- Interactive map of Oruk Anam
- Oruk Anam Location in Nigeria
- Coordinates: 4°49′0″N 7°39′0″E﻿ / ﻿4.81667°N 7.65000°E
- Country: Nigeria
- State: Akwa Ibom State
- Capital: Ikot Ibritam

Government
- • Chairman: Rt Hon Elder Sunday Festus Akpan

Area
- • Total: 543.9 km^{2} (210.0 sq mi)

Population (2022)
- • Total: 219,300
- • Density: 403.2/km^{2} (1,044/sq mi)
- Time zone: UTC+1 (WAT)

= Oruk Anam =

Oruk Anam is a Local Government Area located in Akwa Ibom State of Nigeria. The indigenous population is largely made up of Annang people, one of the minority tribes in Southeast Nigeria.

It may be ranked as the largest LGA in Akwa-Ibom due to its land popularity. Its headquarters are located in the town of Ikot Ibritam. It is one of the eight Annang-speaking LGAs.

It consists of two major political units, namely, the Oruk zone The and the Anam zone. Oruk zone used to be a Local Government Area with headquarters at Urua anwa. Oruk zone was known as Southern Annang County Council of the former Abak Division.

Anam zone used to be Anam Local Government Area with headquarters at Ikot Akpan Essien.
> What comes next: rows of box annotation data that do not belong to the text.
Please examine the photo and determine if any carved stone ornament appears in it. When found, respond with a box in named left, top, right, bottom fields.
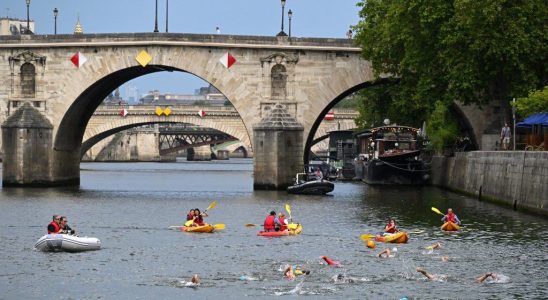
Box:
left=8, top=50, right=46, bottom=74
left=260, top=52, right=299, bottom=67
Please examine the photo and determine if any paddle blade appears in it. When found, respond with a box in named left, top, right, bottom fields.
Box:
left=432, top=207, right=444, bottom=216
left=206, top=201, right=217, bottom=210
left=360, top=233, right=375, bottom=241
left=213, top=224, right=225, bottom=230
left=285, top=203, right=291, bottom=218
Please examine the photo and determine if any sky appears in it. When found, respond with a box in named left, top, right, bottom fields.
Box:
left=5, top=0, right=359, bottom=98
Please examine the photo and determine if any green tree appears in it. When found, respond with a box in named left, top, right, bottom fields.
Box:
left=354, top=0, right=548, bottom=125
left=516, top=86, right=548, bottom=118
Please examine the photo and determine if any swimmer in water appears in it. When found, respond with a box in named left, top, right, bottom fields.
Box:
left=426, top=243, right=441, bottom=250
left=377, top=248, right=391, bottom=258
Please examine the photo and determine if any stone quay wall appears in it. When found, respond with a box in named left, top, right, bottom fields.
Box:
left=432, top=151, right=548, bottom=216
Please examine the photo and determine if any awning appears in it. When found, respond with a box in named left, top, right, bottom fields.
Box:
left=516, top=113, right=548, bottom=128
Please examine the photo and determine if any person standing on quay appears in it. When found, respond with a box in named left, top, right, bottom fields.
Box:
left=500, top=123, right=512, bottom=150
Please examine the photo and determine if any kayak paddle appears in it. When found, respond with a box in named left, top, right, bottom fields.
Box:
left=360, top=233, right=375, bottom=241
left=432, top=207, right=445, bottom=216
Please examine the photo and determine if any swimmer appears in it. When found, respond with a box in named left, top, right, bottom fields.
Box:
left=378, top=248, right=391, bottom=258
left=426, top=243, right=441, bottom=250
left=320, top=255, right=341, bottom=267
left=476, top=273, right=497, bottom=283
left=417, top=268, right=434, bottom=280
left=331, top=274, right=356, bottom=283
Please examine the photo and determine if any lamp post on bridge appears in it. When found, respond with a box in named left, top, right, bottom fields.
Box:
left=153, top=0, right=159, bottom=32
left=276, top=0, right=287, bottom=36
left=25, top=0, right=30, bottom=34
left=53, top=7, right=59, bottom=34
left=287, top=9, right=293, bottom=37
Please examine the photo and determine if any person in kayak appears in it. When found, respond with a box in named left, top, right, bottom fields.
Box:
left=441, top=208, right=461, bottom=225
left=59, top=216, right=76, bottom=234
left=186, top=208, right=194, bottom=221
left=192, top=208, right=207, bottom=226
left=384, top=219, right=399, bottom=233
left=47, top=215, right=61, bottom=234
left=274, top=213, right=287, bottom=231
left=263, top=211, right=277, bottom=232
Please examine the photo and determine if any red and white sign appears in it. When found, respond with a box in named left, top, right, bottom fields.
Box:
left=70, top=52, right=88, bottom=68
left=323, top=111, right=335, bottom=121
left=219, top=52, right=236, bottom=69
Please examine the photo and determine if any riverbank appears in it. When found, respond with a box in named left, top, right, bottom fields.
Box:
left=432, top=151, right=548, bottom=216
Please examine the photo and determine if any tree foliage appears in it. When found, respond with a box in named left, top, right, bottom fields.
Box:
left=516, top=86, right=548, bottom=118
left=354, top=0, right=548, bottom=122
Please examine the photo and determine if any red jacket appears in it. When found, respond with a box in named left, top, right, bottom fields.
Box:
left=264, top=215, right=276, bottom=231
left=48, top=221, right=61, bottom=234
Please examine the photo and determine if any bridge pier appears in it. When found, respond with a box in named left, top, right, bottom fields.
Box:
left=253, top=104, right=304, bottom=190
left=2, top=102, right=57, bottom=187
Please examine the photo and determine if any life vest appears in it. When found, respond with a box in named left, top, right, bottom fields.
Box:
left=385, top=223, right=398, bottom=233
left=445, top=213, right=456, bottom=223
left=264, top=215, right=276, bottom=231
left=194, top=215, right=205, bottom=226
left=278, top=217, right=287, bottom=231
left=48, top=221, right=61, bottom=234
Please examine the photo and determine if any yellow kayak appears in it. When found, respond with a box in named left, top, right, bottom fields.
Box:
left=375, top=231, right=409, bottom=244
left=441, top=222, right=460, bottom=231
left=181, top=224, right=215, bottom=233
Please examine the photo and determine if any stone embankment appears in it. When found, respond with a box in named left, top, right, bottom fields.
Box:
left=432, top=151, right=548, bottom=216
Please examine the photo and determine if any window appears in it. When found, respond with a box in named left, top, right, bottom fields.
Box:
left=270, top=64, right=287, bottom=99
left=21, top=63, right=36, bottom=98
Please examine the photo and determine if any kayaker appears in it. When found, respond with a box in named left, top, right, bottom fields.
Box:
left=263, top=211, right=276, bottom=232
left=59, top=216, right=76, bottom=234
left=186, top=208, right=194, bottom=221
left=384, top=219, right=399, bottom=233
left=193, top=208, right=207, bottom=226
left=441, top=208, right=461, bottom=225
left=274, top=213, right=287, bottom=231
left=48, top=215, right=61, bottom=234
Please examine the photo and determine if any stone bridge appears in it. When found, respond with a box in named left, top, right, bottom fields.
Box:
left=0, top=33, right=496, bottom=188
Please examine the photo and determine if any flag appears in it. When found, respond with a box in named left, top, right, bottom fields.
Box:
left=219, top=52, right=236, bottom=69
left=70, top=52, right=88, bottom=68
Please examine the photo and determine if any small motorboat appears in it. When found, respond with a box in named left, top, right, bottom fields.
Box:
left=181, top=224, right=215, bottom=233
left=287, top=173, right=335, bottom=195
left=375, top=231, right=409, bottom=244
left=257, top=223, right=303, bottom=237
left=34, top=234, right=101, bottom=252
left=441, top=222, right=460, bottom=231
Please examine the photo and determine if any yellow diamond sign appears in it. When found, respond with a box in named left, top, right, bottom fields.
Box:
left=135, top=50, right=152, bottom=67
left=154, top=106, right=164, bottom=116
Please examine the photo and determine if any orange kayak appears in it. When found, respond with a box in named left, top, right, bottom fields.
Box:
left=375, top=231, right=409, bottom=244
left=441, top=222, right=460, bottom=231
left=181, top=224, right=215, bottom=233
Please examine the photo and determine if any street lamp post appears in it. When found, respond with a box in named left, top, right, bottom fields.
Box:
left=166, top=0, right=169, bottom=32
left=154, top=0, right=159, bottom=32
left=53, top=7, right=59, bottom=34
left=287, top=9, right=293, bottom=37
left=277, top=0, right=287, bottom=36
left=25, top=0, right=30, bottom=34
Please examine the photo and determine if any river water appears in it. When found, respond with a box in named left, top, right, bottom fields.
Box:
left=0, top=159, right=548, bottom=299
Anam was called the Anam or Annang County Council in the former Opobo Division.

In 1989, the two Local Government Areas were merged into one.

It shares boundaries with Ikot-Abasi/Mkpat-Enin (Ibibio speakers) to the south/east and Ukanafun (Anaang speakers) to the west. According to the 2006 census, its population was 172,000.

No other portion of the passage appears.